I have had this since I signed on with Dish back in early November. this morning, I turn on he tv and see the WARNING (error 760) saying that the content on the hardrive has become corrupted and will cause the receiver to function improperly. All content must be deleted. 

Any way to keep the data?

The only option I have is to turn off the TV, or delete the content now. I have called Dish and left a message. I found a bit of info at the Dish site that said inthe future the best way to keep this from happening is to turn off the receiver when not in use. 

Here is the rub. No matter what button I push on the remote, the receiver does not turn off. Also, if I manually turn off the receiver (or try to), it powers back up. All I can figure to do would be to turn off the power at the power strip.Error that the stored files are 

I am lost here.


----------



## EVAC41 (Jun 27, 2006)

JohnP said:


> I have had this since I signed on with Dish back in early November. this morning, I turn on he tv and see the WARNING (error 760) saying that the content on the hardrive has become corrupted and will cause the receiver to function improperly. All content must be deleted.
> 
> Any way to keep the data?
> 
> ...


On the corrupted part:

I had this before and called the tech department and they told me that I would have to reformat the HD and that I was going to lose all my shows. They said what probabily happened was that when a show was recording it somehow got corrupted. She told me "Sometimes that happens. But not all the time" So there was nothing they could do about it. So all my shows I recorded went Bye Bye. :crying_sa

In the last Paragraph of your message:

Have you tired unplugging from the wall. Does it go thru it's checking the shut off or does it say on and then when you hit the power button does it do the same thing that you were saying in your paragraph?

Thanks,
Shawn


----------



## jbrettz (Oct 13, 2004)

Well, my 625 started booting 8-10 times during a 60 minute span, it also, got stuck when it was downloading the program guide, which it did 8-10 times. Finally after calling Dish Tech and receiving error messages 770 and 527, which the 527 told me that my hard drive was corrupted and they would have to delete all of my 43 previously recorded shows . They told me they were sorry for my loss and would send me a new receiver in about 4 business days. The receiver worked fine last night, no storms nothing that I know of that would cause this problem. 
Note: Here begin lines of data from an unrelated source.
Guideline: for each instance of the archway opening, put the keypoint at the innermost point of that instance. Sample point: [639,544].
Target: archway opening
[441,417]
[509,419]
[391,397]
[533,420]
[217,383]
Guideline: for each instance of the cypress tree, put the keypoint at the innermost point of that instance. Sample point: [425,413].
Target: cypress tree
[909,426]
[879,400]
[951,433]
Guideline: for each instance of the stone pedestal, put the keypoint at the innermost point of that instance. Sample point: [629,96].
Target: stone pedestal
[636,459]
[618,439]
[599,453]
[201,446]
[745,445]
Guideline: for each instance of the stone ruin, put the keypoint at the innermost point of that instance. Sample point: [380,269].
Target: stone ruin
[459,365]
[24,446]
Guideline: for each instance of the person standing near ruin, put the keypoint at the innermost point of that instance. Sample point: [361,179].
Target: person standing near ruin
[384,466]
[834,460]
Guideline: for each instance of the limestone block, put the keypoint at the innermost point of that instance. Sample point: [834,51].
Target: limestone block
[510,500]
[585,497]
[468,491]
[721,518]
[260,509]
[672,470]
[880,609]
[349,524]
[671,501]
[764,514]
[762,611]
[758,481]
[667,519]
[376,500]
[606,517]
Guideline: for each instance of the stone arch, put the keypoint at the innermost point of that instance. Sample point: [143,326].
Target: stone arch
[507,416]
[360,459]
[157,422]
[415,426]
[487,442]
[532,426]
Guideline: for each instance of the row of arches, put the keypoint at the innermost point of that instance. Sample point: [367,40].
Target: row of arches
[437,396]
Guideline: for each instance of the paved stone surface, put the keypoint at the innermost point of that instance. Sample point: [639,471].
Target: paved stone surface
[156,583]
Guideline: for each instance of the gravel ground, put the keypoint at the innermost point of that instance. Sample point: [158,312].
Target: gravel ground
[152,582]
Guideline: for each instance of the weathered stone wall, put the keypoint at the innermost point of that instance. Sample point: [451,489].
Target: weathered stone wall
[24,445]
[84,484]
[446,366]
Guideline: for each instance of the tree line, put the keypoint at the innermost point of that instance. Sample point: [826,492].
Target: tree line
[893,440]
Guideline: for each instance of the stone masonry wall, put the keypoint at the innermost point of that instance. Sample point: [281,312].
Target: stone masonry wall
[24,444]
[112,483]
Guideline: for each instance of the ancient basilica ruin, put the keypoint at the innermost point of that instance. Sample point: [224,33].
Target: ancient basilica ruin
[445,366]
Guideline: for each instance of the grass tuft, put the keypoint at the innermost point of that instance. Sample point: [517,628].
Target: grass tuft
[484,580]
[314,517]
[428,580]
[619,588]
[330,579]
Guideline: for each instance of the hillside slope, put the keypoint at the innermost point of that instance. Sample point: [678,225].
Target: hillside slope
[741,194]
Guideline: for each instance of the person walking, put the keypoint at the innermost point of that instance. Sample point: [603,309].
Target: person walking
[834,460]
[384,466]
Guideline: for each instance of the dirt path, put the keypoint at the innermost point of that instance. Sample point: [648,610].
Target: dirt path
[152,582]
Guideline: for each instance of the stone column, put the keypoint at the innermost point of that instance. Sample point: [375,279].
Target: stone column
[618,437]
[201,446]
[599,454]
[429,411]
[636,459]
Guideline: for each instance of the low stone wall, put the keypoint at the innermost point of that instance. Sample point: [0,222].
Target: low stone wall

I wish there was a way to transfer your previously recorded programs. This also happened to my 721 a couple of years ago, and I lost all of my programs. 

It really doesn't matter if you have 40 G HD or 200 G hd, if it goes bad you just 90 programs instead of 30.

Anyone else have problems with their 625? I have this operating 4 tvs on one side of my house. Now I have to wait 4 days??

I asked them about changing it out for a HD 622 but they told me they couldn't since I just received a 622 in Nov 06, I would have to wait until Nov 07? I'm glad to see Dish pushing the HD use???

Brett
St. Louis


----------